Asshole, MA
I’d been through there once before with a couple of girls. That time we had stopped at McDonalds to use the bathroom, and even though I’d initially asked for the pit stop, I opted to hold it until we reached a more sympathetic bathroom at a tourist trap bookstore thirty miles farther down the highway. We joked about being in such a hole, and Lucy, the girl I was friends with the least, made a big show of buying us all rings from a toy machine. I remember how impressed she was that the rings still cost twenty-five cents. I also remember Anna, the driver, sniping that she would have preferred gas money instead. I still had my ring: a metal claw holding a ball of glow-in-the-dark plastic. I found it at the bottom of my jewelry box the other day while I was looking for a safety pin.
Dave and I came up from the south. When our route ended in a neat pile of concrete pipes ringed by a jagged mouth of safety barrels, the series of orange detour signs harkening to the right was at first a reassuring trail of breadcrumbs, but as the road wound along, lined with deeply set ranch homes sided in permutations of beige, the signs dropped off, and the trust we had placed in the department of transportation’s follow-through was somewhat shaken. Finally we broke upon a four way stop with a flashing red light, flanked by a chamber of commerce sign and an old roadside motel, the Peter Pan lodge; ten little A frames surrounding a slumped shack painted to look like a log cabin. I made an enthusiastic cooing noise at signs of life and a dented fiberglass Indian. “You could probably get Herpes Simplex 1000 there,” Dave sniffed.
At least there were signs of civilization now, in the form of a row of duplexes, each ringed by a fence, each fence containing its own collection of plastic toddler toys: popcorn poppers, cosy coupes, rocking giraffes and teeter horses sunbleached to the pastels of a colorized photograph. Up ahead was a Cape Cod that was well tended, if a bit shabby, with white-painted cobblestones and a wishing well planted with striped petunias and some mangy impatiens. I had us stop. I could see a woman on the porch sitting on a folding chair, smoking a cigarette and reading a Jude Deveraux.
“Excuse me, do you know how we pick up the detour from here? It looks like there’s a bridge out on the main road.”
I could barely hear her, and she didn’t look up from her book. “Dunno. Don’t drive.”
I put my nice lady voice on. “Okay, sorry to bother you.”
I could tell Dave was pissed, and I regretted suggesting this journey in the first place. “We should have skipped this leaf peeping bullshit and just gone apple picking.”
I kept my nice lady voice on.
“At least I didn’t book us into the Peter Pan lodge?”
“No shit. I could use a hot tub right about now.”
We pedaled in silence, coming to a one of those veering intersections this state is so fond of, and I took a chance.
“Let’s go left.”
Dave’s voice got high and syrupy, the way it always does when he thinks I’m wrong and he can’t wait to prove it.
“Sure honey, that makes the most sense.”
A left at the saltine box church, next to the firehouse, the one with the truck with the monster tires parked outside. And finally on the right, brown cinder blocks trimmed in yellow, an embassy in the wilderness.
We asked for directions at the McDonalds. Dave was excited because they had out of season Shamrock Shakes, until I pointed out that the syrup was probably expired. The girl behind the counter was named Alexa, and she looked simultaneously 16 and 48, her ponytail pulled tight, and streaked with ecto green.
“Ya, this fuckin detour has everybody confused. I heard that a couple boys on the hockey team got wasted and pulled down half the signs.” She tapped her French tips against the register and I felt bad asking questions and ordered a diet coke I didn’t want as penance.

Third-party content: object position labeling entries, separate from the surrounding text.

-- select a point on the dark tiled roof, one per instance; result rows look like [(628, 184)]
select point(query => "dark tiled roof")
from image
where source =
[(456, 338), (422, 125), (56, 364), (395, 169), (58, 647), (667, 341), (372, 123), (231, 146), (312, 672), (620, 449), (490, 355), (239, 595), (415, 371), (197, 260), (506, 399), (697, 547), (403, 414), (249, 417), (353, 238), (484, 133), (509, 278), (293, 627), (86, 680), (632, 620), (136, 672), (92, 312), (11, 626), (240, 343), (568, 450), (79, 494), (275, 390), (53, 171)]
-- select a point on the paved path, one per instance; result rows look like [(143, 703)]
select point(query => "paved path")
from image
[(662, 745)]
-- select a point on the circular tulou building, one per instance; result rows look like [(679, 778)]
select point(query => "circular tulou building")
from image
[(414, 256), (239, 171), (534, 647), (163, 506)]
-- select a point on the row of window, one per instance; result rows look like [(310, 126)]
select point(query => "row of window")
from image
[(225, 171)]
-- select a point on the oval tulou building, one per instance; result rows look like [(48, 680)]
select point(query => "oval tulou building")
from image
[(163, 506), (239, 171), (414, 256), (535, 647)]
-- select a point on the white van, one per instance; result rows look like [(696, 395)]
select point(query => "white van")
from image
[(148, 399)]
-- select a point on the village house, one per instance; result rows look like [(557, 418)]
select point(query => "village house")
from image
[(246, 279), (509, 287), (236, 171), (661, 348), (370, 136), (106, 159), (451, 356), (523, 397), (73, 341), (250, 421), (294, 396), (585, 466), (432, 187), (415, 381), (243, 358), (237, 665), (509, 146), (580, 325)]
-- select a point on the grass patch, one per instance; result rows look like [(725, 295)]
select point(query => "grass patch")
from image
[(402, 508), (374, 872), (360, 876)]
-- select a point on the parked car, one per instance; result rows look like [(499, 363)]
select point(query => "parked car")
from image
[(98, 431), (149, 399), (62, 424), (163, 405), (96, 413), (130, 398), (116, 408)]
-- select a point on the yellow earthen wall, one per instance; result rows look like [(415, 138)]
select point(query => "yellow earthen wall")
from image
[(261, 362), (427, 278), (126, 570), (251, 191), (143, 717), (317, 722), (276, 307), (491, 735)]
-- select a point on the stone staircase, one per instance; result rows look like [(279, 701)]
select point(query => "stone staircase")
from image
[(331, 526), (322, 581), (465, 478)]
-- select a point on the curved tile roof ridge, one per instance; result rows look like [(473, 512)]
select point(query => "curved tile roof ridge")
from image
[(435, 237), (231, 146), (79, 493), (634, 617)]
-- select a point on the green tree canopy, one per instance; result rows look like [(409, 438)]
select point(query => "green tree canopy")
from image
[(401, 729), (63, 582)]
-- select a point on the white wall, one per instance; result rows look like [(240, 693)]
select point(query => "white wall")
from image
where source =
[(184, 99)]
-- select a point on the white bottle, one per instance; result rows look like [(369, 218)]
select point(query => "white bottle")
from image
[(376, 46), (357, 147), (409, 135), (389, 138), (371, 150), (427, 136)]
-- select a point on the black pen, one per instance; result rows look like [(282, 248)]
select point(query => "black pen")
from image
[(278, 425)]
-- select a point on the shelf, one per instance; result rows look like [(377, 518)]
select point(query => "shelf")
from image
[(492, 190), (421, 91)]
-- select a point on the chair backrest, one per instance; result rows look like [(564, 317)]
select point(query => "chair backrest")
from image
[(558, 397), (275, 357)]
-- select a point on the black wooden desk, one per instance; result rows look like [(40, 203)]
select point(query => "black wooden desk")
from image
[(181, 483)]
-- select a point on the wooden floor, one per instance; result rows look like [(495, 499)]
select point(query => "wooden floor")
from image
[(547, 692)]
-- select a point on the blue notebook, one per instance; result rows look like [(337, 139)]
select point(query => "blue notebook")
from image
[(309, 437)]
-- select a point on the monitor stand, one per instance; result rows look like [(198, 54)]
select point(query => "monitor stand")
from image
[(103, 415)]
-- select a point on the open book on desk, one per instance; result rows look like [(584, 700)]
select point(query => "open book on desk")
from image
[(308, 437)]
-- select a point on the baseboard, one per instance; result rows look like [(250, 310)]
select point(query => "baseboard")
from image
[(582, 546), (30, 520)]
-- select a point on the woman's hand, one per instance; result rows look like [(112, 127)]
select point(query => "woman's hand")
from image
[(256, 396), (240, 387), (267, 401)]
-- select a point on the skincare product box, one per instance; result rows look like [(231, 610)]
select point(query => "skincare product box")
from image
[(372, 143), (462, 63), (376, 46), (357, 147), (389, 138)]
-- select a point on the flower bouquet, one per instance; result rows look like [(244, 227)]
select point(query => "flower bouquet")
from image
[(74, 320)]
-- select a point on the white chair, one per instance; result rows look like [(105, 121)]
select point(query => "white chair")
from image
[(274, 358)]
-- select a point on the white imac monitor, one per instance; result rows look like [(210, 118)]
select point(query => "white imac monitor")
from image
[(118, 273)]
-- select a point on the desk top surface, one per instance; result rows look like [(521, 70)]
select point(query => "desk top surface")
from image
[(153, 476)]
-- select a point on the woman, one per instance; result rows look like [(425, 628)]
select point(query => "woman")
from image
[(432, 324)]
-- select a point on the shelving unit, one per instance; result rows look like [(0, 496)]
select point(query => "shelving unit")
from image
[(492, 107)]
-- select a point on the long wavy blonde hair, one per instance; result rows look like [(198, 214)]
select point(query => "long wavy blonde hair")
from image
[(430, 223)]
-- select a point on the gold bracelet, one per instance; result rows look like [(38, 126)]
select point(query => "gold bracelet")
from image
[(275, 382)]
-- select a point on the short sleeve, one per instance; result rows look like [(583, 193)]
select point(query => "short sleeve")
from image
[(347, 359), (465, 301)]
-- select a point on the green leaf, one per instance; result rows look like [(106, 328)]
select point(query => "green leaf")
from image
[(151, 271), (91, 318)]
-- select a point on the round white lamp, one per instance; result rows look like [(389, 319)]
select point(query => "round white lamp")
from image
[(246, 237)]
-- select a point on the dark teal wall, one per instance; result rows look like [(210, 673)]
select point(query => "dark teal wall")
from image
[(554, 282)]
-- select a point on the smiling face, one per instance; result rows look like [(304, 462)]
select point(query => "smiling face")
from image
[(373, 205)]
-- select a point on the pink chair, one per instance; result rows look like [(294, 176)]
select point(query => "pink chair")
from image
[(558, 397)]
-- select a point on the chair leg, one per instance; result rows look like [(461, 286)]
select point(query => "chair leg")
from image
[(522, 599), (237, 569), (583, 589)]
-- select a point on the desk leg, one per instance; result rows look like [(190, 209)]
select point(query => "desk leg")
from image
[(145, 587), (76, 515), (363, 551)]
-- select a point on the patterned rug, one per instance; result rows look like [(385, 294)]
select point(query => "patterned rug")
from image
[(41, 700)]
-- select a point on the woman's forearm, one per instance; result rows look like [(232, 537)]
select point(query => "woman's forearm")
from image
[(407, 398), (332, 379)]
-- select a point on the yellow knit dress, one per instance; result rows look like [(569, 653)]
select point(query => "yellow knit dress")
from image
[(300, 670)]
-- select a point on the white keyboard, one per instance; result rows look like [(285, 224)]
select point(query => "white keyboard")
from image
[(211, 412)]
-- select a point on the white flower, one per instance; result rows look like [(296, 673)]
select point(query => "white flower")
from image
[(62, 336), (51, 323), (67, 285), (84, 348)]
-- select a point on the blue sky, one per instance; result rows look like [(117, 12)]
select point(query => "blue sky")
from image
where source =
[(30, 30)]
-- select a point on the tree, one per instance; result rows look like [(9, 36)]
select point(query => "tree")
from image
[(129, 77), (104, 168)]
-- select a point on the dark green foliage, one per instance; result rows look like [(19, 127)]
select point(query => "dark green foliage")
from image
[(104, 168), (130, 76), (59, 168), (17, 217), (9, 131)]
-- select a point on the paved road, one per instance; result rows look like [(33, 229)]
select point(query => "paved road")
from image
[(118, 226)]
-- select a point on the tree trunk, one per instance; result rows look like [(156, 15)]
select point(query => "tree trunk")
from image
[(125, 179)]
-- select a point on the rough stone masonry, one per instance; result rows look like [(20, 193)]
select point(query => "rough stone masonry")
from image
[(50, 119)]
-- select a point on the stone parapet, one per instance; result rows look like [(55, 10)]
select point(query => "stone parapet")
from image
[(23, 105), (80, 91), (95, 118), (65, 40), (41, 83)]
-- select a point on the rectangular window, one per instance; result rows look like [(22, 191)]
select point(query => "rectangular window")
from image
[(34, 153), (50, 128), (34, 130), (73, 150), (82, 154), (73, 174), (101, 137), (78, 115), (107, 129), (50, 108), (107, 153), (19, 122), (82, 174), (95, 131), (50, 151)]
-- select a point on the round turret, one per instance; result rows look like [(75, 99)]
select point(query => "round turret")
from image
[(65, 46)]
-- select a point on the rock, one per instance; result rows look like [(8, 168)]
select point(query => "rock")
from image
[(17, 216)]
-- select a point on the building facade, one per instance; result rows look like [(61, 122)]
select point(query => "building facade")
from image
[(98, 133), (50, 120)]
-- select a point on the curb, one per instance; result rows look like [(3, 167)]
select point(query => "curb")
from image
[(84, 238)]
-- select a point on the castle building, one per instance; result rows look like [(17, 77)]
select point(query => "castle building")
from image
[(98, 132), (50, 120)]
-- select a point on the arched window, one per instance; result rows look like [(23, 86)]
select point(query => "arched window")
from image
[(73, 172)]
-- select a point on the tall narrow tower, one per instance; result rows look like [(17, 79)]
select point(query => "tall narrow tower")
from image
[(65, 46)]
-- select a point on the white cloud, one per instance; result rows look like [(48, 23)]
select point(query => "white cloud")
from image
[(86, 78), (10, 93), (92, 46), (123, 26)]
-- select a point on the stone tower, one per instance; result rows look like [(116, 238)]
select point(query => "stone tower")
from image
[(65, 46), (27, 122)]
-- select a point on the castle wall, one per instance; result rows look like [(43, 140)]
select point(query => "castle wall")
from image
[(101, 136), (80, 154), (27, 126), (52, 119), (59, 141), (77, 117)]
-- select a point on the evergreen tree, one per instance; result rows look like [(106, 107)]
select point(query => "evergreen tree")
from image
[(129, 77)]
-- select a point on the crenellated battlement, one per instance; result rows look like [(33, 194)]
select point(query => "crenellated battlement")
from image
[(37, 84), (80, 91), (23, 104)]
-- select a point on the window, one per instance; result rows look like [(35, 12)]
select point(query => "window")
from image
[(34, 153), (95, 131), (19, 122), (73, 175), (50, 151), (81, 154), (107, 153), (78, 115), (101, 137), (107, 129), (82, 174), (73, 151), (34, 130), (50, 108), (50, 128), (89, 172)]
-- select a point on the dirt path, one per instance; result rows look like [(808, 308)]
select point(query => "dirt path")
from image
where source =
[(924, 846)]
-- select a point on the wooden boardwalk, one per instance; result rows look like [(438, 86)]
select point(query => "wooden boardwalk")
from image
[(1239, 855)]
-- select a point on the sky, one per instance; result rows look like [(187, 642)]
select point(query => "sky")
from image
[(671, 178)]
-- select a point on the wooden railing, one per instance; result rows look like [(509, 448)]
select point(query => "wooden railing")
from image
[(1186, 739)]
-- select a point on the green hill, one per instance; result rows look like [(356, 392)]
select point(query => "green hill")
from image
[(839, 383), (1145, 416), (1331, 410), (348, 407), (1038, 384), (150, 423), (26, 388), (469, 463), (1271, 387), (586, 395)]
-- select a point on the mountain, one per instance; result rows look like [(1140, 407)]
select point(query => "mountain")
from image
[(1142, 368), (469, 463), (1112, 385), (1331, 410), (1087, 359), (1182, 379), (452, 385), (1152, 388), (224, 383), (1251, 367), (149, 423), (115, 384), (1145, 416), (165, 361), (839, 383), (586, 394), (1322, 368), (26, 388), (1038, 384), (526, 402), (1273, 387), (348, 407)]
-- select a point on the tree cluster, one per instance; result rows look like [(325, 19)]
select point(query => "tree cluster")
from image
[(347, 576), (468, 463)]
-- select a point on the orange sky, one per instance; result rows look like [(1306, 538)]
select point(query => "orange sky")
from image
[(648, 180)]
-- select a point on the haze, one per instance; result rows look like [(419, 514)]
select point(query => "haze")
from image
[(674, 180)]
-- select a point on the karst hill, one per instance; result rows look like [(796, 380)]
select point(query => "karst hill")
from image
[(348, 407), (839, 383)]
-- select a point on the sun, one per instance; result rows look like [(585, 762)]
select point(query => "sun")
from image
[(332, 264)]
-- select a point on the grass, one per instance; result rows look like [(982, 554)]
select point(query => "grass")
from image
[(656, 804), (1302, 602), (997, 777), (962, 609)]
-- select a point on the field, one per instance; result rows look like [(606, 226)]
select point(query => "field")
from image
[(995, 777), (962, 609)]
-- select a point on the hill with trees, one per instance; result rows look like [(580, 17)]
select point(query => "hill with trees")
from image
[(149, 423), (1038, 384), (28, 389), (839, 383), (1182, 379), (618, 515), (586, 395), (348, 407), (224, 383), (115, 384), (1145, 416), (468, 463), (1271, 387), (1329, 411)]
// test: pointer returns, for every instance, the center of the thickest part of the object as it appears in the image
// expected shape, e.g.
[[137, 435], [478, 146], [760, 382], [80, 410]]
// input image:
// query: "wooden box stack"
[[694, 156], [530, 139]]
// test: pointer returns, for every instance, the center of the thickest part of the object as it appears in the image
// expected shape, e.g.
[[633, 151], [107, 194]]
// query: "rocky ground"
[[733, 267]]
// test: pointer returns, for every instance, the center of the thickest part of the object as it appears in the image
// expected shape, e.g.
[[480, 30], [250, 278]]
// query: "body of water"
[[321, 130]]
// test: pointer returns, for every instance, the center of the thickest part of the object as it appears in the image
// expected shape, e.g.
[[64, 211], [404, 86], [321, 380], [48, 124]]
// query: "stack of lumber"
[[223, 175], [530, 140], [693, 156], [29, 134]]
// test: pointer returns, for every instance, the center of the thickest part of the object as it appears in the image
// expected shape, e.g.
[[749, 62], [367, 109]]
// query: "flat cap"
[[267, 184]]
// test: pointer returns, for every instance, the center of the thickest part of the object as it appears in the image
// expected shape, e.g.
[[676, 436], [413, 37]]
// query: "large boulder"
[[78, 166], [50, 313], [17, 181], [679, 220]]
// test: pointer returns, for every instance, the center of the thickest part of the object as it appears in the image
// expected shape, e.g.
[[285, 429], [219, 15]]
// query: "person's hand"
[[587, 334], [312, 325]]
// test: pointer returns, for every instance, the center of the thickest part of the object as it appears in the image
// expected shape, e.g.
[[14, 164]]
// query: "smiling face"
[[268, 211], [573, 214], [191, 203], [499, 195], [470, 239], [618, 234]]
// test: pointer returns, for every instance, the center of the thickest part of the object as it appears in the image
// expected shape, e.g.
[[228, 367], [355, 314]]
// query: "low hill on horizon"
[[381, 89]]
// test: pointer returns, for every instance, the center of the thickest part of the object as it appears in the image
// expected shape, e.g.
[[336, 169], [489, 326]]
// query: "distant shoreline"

I pulled out a pen and she drew me a little map on a napkin. I found it crushed in my purse a couple of days later. I also realized that she had kept my pen. On our way out the door, Dave bought us toys out of the machine, but only because I loudly hinted that I wanted one. He got a ring, a skull wearing a jester hat. He wore it on his pinky until it broke about a week later. I got a strawberry scented eraser shaped like a cat.
About a week after that, Dave and I showed up at the monthly pizza and cocktails party our friend Von throws at his condo. A few Negronis in, I was talking to a girl who makes an artist’s art for her, a girl with a boy’s name. Bruno, I think, and I told her about the detour.
“Yeah, have you ever heard of this place? The town’s name sounds just like asshole!”
Somebody’s girlfriend chimed in. “Oh, you mean that town that’s right on the border? Yeah, you know that’s like, the poorest town in the state, right?”
I snorted. “And it’s called asshole? That’s kinda poetic. Or pathetic. One of those.”
“Yeah, I heard that there’s more foster kids in that town than any other one in the state.”
Bruno let out a long aww, and I smelled the maple bourbon on her breath. I wondered if there was any left.
“Actually, it’s kinda fucked up. I guess the people there don’t actually want the foster kids–they just do it for the money.”
Dave walked up, and handed me the Suffering Bastard I had asked for twenty minutes before.
“Sounds like a bunch of assholes to me.”